We walked west, down Pettet Drive and across the river, and when Ben looked up, he saw that I’d steered us to the campus of Spokane Falls Community College.
“Subtle,” he said.
“Sorry,” I said. “I know you had your heart set on living in the basement of that crappy apartment building the rest of your life—”
“Actually,” he said, “I’m waiting for something on the second floor to open up.”
“—mopping floors, drinking wine, and playing Atari.”
“I’m saving for a Nintendo.”
“Don’t you want more than we had growing up?”
“Actually,” he said, “I want exactly what we had growing up.”
We walked into the student union building. There were a handful of students in the cafeteria, studying and eating. “Doesn’t this look better than mopping floors?”
Ben was unimpr
essed. “You don’t think someone mops these floors?”
“I don’t see why it has to be you.”
“It has to be someone.” He took in the students’ dim presences and looked away. “Do you know what your problem is, Clark? You decide what you’re going to see before you even look at things.”
I was amused. “Yeah, why do you suppose that is?”
“You really want to know what I think?”
“Sure.”
“I think you’re so busy climbing you don’t notice what’s really around you.”
“That’s called success, Ben,” I said. “That’s called drive.”
“Or running away.”
“I run for things. Not away. You might think about that yourself.” I pulled him over to a bulletin board near the front of the cafeteria. It had the word CLUBS written on top in big block letters. “There’s a whole world out here—”
“There’s a whole world in here.” And he pointed to his head.

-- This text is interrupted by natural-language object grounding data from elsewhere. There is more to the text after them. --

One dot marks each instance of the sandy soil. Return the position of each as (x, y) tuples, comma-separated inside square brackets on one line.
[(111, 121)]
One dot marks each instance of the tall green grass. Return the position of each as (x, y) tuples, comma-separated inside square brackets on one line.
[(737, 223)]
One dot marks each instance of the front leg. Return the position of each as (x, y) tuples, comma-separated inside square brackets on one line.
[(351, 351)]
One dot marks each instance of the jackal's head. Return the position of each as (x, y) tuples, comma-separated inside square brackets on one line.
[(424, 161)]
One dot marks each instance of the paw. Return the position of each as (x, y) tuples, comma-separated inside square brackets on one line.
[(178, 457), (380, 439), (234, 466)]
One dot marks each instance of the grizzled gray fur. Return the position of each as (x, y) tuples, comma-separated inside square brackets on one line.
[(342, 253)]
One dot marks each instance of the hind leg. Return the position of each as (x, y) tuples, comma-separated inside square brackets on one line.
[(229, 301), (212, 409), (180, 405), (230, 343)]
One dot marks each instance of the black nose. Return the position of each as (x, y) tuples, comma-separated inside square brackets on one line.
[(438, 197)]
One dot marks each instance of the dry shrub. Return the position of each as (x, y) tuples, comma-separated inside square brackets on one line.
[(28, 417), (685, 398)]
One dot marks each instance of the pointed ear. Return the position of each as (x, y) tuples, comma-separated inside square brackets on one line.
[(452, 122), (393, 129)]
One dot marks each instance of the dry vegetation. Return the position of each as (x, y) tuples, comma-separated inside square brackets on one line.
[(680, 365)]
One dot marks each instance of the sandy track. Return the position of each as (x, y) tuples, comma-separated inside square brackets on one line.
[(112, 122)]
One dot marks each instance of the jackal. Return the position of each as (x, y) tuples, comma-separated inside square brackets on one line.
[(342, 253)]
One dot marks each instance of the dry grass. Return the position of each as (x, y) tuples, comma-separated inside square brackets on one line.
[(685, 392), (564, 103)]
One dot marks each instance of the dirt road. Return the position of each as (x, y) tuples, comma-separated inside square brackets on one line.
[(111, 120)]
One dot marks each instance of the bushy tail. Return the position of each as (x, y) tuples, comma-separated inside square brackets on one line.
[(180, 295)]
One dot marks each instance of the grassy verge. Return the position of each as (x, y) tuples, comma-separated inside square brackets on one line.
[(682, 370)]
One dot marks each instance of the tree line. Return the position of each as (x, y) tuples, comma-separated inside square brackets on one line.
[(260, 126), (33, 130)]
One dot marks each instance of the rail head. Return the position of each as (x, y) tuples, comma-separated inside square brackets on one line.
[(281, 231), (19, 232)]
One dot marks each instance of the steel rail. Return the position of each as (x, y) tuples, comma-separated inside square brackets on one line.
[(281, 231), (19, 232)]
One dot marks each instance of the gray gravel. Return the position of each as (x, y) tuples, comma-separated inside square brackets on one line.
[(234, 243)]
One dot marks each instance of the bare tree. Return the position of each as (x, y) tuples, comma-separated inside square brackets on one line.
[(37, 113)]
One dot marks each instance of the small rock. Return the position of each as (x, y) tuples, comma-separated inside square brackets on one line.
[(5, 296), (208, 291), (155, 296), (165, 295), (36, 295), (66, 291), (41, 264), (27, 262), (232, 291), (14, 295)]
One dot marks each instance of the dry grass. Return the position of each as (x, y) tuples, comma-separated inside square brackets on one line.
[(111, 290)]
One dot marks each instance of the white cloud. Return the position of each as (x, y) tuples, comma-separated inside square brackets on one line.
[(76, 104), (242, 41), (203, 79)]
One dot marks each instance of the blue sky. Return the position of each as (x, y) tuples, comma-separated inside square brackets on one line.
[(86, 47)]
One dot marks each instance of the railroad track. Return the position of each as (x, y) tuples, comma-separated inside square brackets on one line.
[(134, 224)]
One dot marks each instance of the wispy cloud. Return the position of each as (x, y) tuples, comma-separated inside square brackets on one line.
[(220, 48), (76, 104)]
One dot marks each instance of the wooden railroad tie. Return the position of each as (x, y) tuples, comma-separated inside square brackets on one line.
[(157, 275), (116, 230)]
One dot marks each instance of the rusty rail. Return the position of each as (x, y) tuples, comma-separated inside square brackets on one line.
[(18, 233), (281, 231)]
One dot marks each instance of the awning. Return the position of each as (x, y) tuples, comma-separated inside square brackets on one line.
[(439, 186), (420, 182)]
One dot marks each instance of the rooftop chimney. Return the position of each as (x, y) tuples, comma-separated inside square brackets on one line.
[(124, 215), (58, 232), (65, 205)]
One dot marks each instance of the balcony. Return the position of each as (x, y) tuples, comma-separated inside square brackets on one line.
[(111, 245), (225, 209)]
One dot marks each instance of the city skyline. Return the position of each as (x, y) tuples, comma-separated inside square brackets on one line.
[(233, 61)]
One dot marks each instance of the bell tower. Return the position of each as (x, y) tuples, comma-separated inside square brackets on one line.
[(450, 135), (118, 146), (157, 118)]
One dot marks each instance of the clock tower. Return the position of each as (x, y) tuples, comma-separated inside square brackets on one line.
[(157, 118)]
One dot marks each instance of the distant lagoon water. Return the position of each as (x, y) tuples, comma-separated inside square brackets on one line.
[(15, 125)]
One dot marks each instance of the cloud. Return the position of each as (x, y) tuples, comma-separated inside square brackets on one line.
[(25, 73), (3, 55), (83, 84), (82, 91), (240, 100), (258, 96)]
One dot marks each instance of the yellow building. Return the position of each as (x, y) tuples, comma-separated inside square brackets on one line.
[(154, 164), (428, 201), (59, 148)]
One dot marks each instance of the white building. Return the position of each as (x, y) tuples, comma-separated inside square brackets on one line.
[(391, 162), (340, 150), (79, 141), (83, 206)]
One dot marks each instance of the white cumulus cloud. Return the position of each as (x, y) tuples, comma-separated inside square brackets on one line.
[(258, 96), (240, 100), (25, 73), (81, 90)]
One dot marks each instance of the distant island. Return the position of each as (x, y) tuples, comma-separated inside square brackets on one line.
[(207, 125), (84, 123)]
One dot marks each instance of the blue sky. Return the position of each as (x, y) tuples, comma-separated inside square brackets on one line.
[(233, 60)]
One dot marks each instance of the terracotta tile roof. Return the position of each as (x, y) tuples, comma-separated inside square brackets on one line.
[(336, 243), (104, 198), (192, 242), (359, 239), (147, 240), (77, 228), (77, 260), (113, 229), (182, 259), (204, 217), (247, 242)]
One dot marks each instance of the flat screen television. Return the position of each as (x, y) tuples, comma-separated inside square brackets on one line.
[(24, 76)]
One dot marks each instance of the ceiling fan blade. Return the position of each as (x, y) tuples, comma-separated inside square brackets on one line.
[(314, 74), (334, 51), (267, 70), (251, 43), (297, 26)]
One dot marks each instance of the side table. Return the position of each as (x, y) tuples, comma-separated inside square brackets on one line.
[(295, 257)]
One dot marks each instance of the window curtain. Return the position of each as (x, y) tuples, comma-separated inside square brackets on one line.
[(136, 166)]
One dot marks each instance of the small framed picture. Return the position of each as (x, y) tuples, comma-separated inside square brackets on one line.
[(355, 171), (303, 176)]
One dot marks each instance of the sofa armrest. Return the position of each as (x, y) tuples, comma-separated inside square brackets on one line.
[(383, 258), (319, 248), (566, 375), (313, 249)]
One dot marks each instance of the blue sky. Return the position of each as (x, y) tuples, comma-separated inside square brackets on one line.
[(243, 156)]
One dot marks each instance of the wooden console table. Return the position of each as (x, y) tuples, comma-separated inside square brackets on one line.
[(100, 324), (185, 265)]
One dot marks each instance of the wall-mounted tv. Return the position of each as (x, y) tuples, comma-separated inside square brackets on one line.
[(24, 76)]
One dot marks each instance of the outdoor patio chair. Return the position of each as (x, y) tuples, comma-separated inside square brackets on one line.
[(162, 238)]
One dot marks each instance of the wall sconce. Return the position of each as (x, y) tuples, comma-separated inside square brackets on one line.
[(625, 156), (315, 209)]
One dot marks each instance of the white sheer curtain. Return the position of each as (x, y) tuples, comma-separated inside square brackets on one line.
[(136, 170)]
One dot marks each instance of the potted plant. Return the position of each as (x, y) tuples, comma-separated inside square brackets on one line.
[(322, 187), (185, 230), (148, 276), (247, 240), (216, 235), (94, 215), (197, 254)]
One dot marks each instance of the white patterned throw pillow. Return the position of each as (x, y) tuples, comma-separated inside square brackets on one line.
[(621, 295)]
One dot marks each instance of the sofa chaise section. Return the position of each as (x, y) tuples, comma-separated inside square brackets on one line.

I ran my hand over the bulletin board, shingled with flyers and notices from three dozen campus groups, from the Gay and Lesbian Student Alliance to the Arab Student Union to the Spokane Climbing Community. “You know what this is?” I tore a phone strip from a campus philosophy group and handed it to him. “This is—”
That’s when I saw something out of the corner of my eye that froze me.
“What’s the matter?” Ben asked after a few seconds.
The club name was stenciled in green military-style letters on a white sheet of paper, but there was nothing explaining what the club did. There was only its name, the date and place of its next meeting—that very day, it turned out—along with a contact person and a phone number. I wonder even now, years later, what might have happened if I hadn’t torn that small piece of paper away. Maybe none of this would have happened. Maybe that was the point from which all things diverged, the point at which we could’ve all continued forward, instead of eddying back to the place where I sit now, alone.